1. Field of the Invention
The present invention relates to a semiconductor light-emitting device.
2. Description of the Prior Art
Generally, a semiconductor light-emitting device, such as a double hetero-structure laser or a light-emitting diode comprised of GaAlAs, is readily available for commercial use. However, in recent years, a semiconductor light-emitting device, such as a double hetero-structure laser or a light-emitting diode comprised of InGaAsP/InP, has also been readily available for commercial use, especially in the field of light communications systems. In InGaAsP/InP-type semiconductor light-emitting devices (lasers), a light having a wavelength in the range of 1-1.6 .mu.m is emitted. This light is suitable for light communications systems in view of the transmission loss along an optical fiber used in the device, as compared with a light emitted from the widely used GaAlAs-type laser having a wavelength of 0.85 .mu.m.
Although the InGaAsP/InP-type laser is preferable for a light communications system, it has a defect in respect to the so-called lasing threshold level-temperature characteristic. In general, the lasing threshold level must be relatively constant with respect to a wide range of ambient temperatures. In this regard, the InGaAsP/InP-type laser does not have a good characteristic, that is, the lasing threshold level sharply increases with an increase of temperature, especially when the temperature is over about 70.degree. C.

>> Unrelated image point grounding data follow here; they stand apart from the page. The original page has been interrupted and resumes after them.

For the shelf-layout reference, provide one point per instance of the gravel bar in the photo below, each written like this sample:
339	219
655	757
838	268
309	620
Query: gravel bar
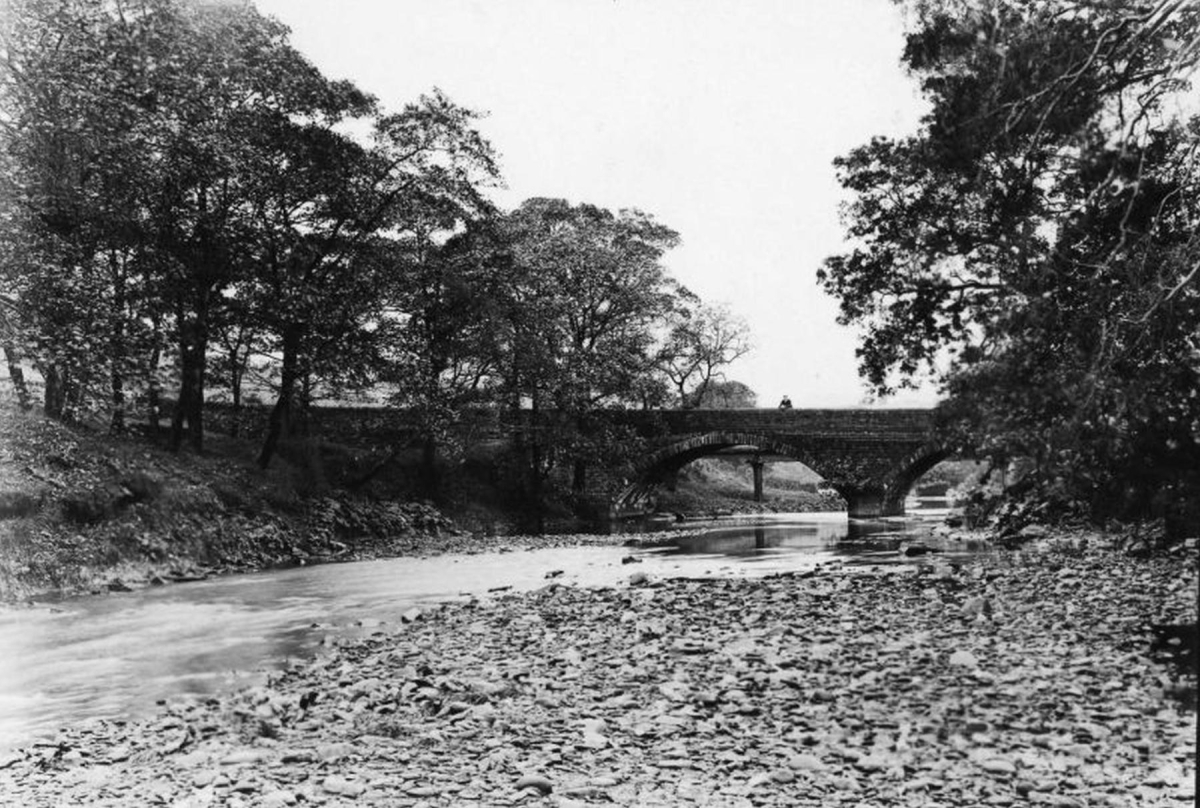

The reason for the above-mentioned defect resides briefly in a so-called "carrier leakage", that is, carriers go over a hetero-barrier and away therefrom, since the electron energy level is distributed in an active layer at a higher level with an increase of temperature. Therefore, some of the electrons having a sufficient energy level to go over the hetero-barrier leak into a clad layer. In such a case, it is considered that such a wide variation of the lasing threshold level with respect to the temperature may be enhanced by a relatively long energy relaxation time of electrons in an active layer and also by the Auger process in which an electron attains high energy through non-radiative recombination of neighbouring electrons. These mechanisms increase the number of electrons having a sufficient energy to go over the hetero-barrier.